Lt. j.g. Andrew Lacosse is a student pilot with the Flying Eagles of VFA 122, which operates out of Naval Air Station Lemoore. A Navy student pilot is responsible for learning how to properly fly and employ the Super Hornet.

“My parents instilled loyalty in me growing up,” Lacosse said. “When we are going through operations, it can be tough but if you stay loyal to your friends it helps. Giving everything you can to your squadron makes the job easier.”

Members of VFA 122 work with the F/A 18 Super Hornet, one of the most advanced aircraft in the world. The Super Hornet takes off from and lands on Navy aircraft carriers at sea and is capable of conducting air-to-air combat as well as striking targets on land. It is approximately 61 feet long, has a loaded weight of 51,000 lbs., and a max speed of 1,190 miles per hour.
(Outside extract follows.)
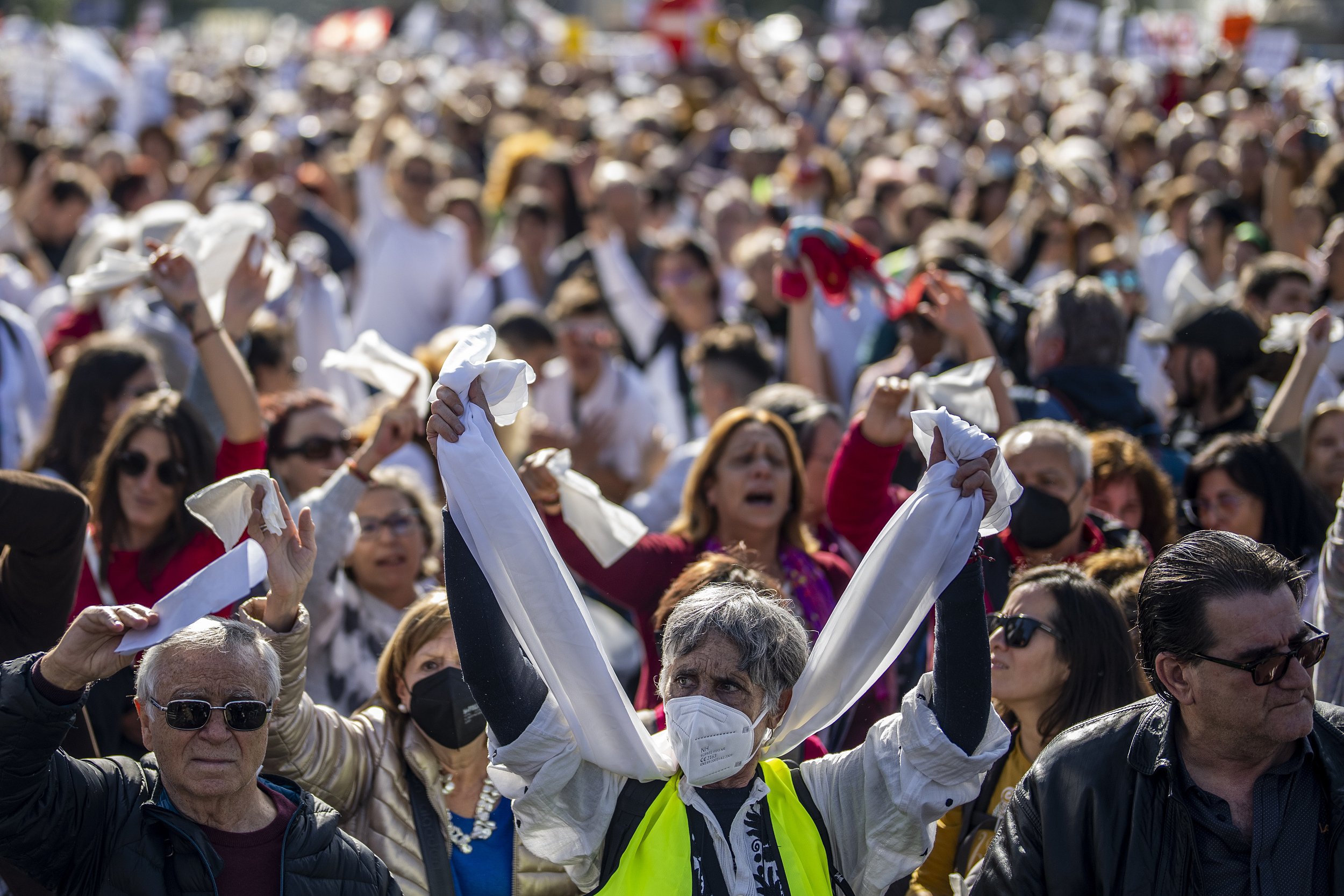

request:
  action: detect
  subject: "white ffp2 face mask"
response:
[663,694,766,787]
Operating from sea aboard aircraft carriers, the Super Hornet gives the Navy the power to protect America’s interests anywhere, at any time. The versatile jet has the ability to destroy targets located hundreds of miles inland, without the need to get another country’s permission to operate within its borders.

“Strike Fighter Wing, U. S. Pacific Fleet, based at Naval Air Station Lemoore, California, is the heart of Naval Aviation,” said Capt. James S. Bates, Deputy Commodore, Strike Fighter Wing, U.S. Pacific. “The sailors assigned to SFWP always exceed expectations and produce amazing results through team work and dedication to their department, squadron, the U.S. Navy and their family. Naval Aviation is a challenging occupation, but our sailors work day in and day out to provide fully mission capable aircraft and fully qualified aircrew to ensure leadership is able to answer national level tasking. I am humbled to be able to lead the sailors of SFWP and I am proud to call Lemoore my home.”
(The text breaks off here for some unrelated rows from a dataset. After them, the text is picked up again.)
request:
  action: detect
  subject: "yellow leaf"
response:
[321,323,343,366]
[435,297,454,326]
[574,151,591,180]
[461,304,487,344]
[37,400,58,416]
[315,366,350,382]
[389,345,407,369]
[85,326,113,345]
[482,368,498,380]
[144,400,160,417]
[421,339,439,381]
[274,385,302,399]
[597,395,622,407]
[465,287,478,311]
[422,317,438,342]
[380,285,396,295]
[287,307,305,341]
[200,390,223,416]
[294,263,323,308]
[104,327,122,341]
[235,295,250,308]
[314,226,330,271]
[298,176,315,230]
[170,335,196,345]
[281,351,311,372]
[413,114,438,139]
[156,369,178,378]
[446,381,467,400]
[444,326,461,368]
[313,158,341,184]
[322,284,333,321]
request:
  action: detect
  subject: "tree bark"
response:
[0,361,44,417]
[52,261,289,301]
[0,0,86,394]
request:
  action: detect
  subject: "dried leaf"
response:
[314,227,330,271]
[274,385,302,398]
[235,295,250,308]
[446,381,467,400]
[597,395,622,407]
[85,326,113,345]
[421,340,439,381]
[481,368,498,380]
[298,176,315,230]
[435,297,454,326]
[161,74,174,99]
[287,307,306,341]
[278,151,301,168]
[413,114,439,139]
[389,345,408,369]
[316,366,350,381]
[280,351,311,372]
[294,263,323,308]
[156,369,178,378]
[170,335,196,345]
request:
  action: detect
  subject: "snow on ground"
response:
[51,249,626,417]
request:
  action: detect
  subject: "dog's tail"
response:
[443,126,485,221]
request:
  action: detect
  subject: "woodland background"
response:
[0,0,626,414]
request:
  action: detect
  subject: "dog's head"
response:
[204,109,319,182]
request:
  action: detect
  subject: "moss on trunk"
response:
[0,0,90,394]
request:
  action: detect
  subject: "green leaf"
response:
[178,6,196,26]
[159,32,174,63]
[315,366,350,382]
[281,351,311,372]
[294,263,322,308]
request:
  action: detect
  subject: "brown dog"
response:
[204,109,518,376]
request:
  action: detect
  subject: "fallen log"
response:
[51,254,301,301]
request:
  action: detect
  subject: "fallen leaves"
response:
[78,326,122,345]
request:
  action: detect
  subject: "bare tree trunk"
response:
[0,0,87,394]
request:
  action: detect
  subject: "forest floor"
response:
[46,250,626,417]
Lacosse has military ties with family members who have previously served and is honored to carry on the family tradition.
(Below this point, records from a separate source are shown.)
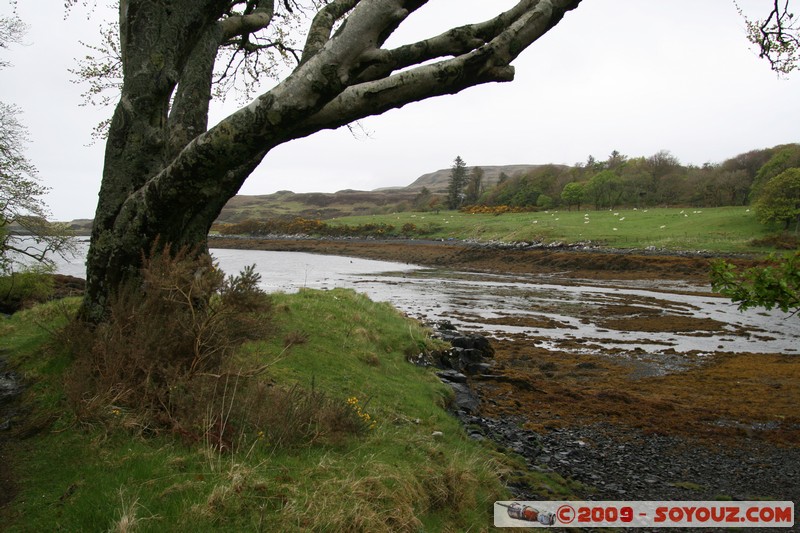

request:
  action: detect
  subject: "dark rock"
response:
[450,383,480,413]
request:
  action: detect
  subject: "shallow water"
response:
[51,241,800,367]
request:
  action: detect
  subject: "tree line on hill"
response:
[440,144,800,231]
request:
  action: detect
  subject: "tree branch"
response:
[221,0,275,40]
[300,0,361,63]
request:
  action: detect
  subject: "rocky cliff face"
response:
[406,165,556,193]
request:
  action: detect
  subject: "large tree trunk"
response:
[82,0,580,321]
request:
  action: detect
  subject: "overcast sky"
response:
[0,0,800,220]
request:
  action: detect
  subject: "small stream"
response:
[50,245,800,370]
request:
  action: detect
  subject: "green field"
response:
[328,207,773,252]
[0,289,570,532]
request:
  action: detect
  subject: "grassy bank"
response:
[0,290,576,531]
[328,207,771,252]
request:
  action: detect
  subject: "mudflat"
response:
[211,239,800,503]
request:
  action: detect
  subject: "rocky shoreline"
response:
[410,322,800,531]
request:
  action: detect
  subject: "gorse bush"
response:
[63,247,271,436]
“Both my grandfathers were in WWII and my uncle was in the Coast Guard,” said Lacosse. “I thought it was cool that they had served. I played water polo with the Naval Academy Club and growing up near that, seeing them before and after the Navy was something that was interesting. Aviation was always something in the back of my mind. I saw a lot of air shows growing up and putting together with military service was something I wanted to do.”

As a member of one of the U.S. Navy’s most relied-upon assets, Lacosse and other sailors know they are part of a legacy that will last beyond their lifetimes providing the Navy the nation needs.

“There is a lot of stuff that goes on in the world that we have no control over,” Lacosse said. “Being able to help the people who can’t help themselves is what serving in the Navy is all about.”